Incarcerated hernia: not reducible; risk of compromised blood flow increases.
Strangulated hernia: irreducible with tissue ischemia and potential necrosis; emergency.
Postoperative Management and Care after Abdominal Hernia Repair
Surgical approaches:
Open repair
Laparoscopic repair
Immediate postoperative nursing priorities:
Avoid coughing to prevent increased intraabdominal pressure and potential reherniation; promote deep breathing and ambulation to encourage lung expansion and reduce intraabdominal pressure.
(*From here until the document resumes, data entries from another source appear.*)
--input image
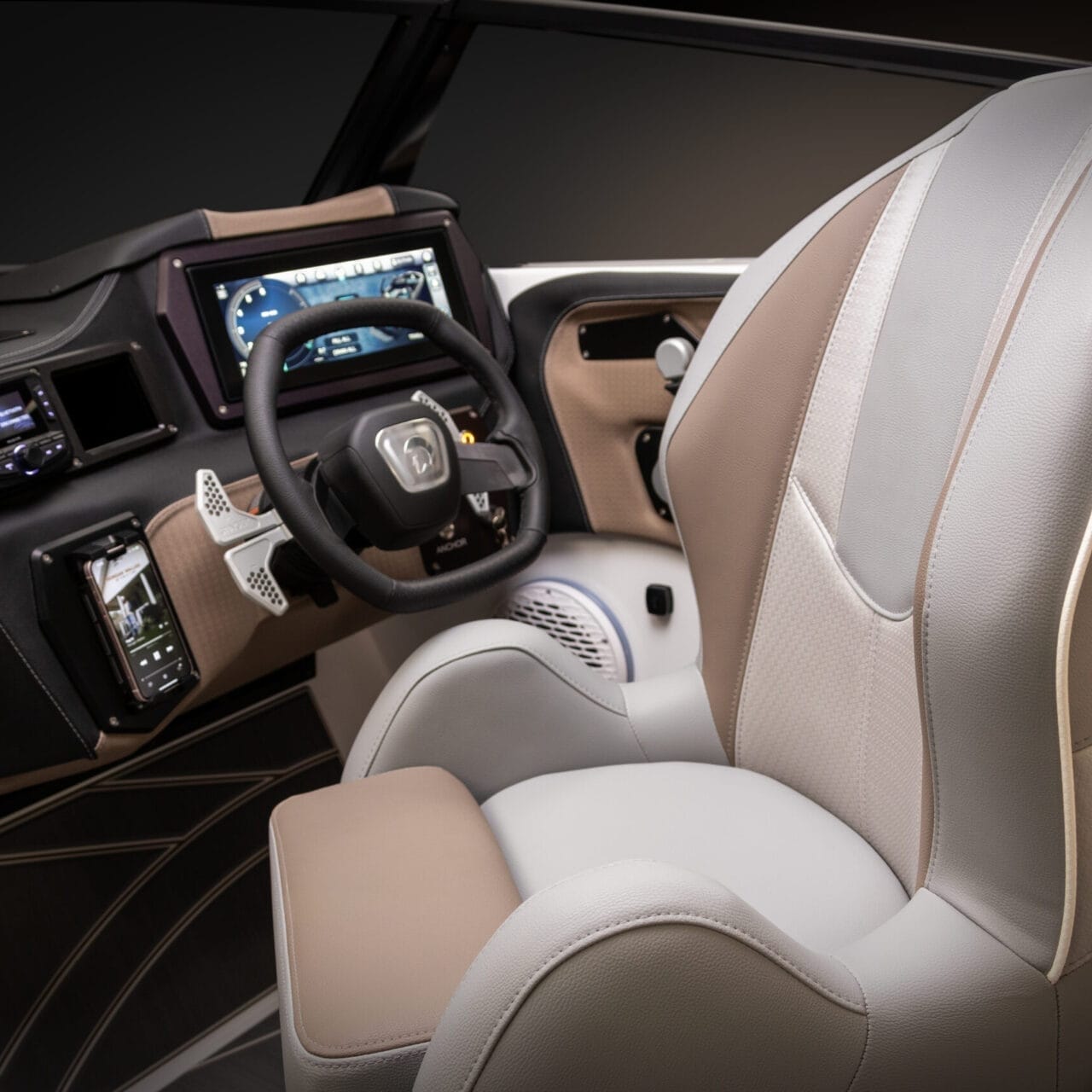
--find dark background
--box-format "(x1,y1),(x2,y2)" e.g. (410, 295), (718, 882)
(0, 0), (1092, 264)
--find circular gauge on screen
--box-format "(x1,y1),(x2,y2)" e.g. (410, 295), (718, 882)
(224, 277), (313, 370)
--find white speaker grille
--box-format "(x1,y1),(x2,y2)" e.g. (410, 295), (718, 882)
(497, 580), (629, 682)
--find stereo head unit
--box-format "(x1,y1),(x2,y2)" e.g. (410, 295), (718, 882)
(187, 230), (468, 401)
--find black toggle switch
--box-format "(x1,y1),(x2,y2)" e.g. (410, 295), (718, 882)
(644, 584), (675, 617)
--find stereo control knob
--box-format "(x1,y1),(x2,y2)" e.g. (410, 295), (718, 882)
(11, 444), (46, 477)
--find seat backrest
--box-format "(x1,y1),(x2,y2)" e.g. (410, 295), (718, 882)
(665, 70), (1092, 979)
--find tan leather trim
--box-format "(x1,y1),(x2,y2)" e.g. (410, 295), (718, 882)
(667, 167), (905, 762)
(543, 297), (721, 546)
(201, 186), (394, 239)
(270, 767), (520, 1058)
(1069, 574), (1092, 752)
(0, 460), (426, 795)
(914, 165), (1092, 895)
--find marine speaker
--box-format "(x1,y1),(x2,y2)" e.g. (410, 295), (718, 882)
(497, 578), (633, 682)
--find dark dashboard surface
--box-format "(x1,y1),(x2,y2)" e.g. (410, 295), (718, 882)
(0, 191), (495, 787)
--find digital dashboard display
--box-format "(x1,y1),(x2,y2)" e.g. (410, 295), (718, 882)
(0, 390), (38, 444)
(190, 231), (465, 398)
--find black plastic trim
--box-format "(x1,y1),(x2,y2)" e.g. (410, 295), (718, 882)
(508, 272), (736, 531)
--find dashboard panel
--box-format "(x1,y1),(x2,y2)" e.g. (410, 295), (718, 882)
(156, 206), (491, 424)
(0, 187), (507, 793)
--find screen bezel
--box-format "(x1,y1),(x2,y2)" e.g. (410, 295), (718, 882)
(0, 375), (49, 450)
(186, 229), (473, 402)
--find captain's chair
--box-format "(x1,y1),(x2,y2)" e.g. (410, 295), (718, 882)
(272, 70), (1092, 1092)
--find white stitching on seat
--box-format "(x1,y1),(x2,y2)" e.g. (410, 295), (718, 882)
(462, 913), (866, 1092)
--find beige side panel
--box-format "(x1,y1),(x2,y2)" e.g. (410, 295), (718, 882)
(543, 298), (720, 546)
(667, 171), (902, 760)
(148, 477), (425, 706)
(202, 186), (394, 239)
(1066, 747), (1092, 973)
(736, 481), (921, 891)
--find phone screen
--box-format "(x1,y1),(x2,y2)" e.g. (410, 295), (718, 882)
(86, 543), (194, 701)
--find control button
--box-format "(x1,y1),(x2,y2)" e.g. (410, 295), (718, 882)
(644, 584), (675, 618)
(327, 332), (360, 347)
(39, 437), (67, 467)
(12, 444), (46, 477)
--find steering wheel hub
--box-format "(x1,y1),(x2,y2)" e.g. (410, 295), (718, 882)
(243, 298), (549, 612)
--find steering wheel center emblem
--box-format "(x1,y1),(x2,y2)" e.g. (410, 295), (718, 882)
(375, 417), (451, 492)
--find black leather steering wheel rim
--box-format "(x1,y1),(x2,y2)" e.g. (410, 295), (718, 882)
(243, 298), (549, 613)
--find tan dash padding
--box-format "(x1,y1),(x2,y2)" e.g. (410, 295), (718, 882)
(667, 168), (905, 762)
(202, 186), (394, 239)
(543, 296), (721, 546)
(272, 767), (520, 1058)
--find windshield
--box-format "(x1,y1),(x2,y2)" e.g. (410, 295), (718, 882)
(0, 3), (391, 263)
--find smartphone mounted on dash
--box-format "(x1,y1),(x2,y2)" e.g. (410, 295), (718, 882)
(78, 535), (196, 706)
Diet progression: start with a clear liquid diet postoperatively, progress to full liquids, then solids as tolerated or per provider orders.
Monitor urinary output closely due to proximity of the bladder and to ensure bladder function is intact postoperatively.
Pain management: administer analgesics to help tolerate ambulation and deep breathing.
Antiemetics: prevent postoperative vomiting which could strain the surgical site.
Bowel regimen: stool softeners and laxatives may be used to counteract effects of opioids and to promote bowel function.
DVT prophylaxis: Sequential Compression Devices (SCDs) are common; short-term anticoagulants (e.g., heparin or enoxaparin) may be prescribed as well.
Inguinal hernia repair: specific measures to minimize swelling and pain:
Scrotal support garment to reduce edema.
Application of ice to reduce swelling.
Elevation of the scrotum with a pillow to decrease edema.
Activity restrictions and precautions:
Avoid all activities that increase intraabdominal pressure for about .
Avoid heavy lifting, straining during defecation, coughing, or sneezing.
If coughing or sneezing is unavoidable: splint the incision and cough with the mouth open to prevent dehiscence.
Splinting techniques (as shown in the slide):
Place hands along the incision to press and support it.
Use a pillow held over the incision to provide support.
Postoperative monitoring and follow-up:
Monitor urinary output and bladder function.
Monitor for signs of infection or wound dehiscence.
Assess pain levels and adjust analgesia as needed.
Reinforce breathing exercises and ambulation to promote lung expansion and reduce pulmonary complications.
Practical considerations and patient education:
Explain the importance of avoiding activities that increase abdominal pressure during the initial healing period.
Teach splinting technique to protect the incision during coughing or movement.
Ensure understanding of diet progression and adherence to any provider-specific orders.
Summary of key terms:
Reducible: hernia that can be manually returned to the abdominal cavity.
Incarcerated: irreducible hernia.
Strangulated: irreducible with ischemia, a surgical emergency.
Intraabdominal pressure: pressure within the abdominal cavity that can be altered by coughing, lifting, straining, etc.
Tissue ischemia and necrosis: compromised blood supply leading to tissue death.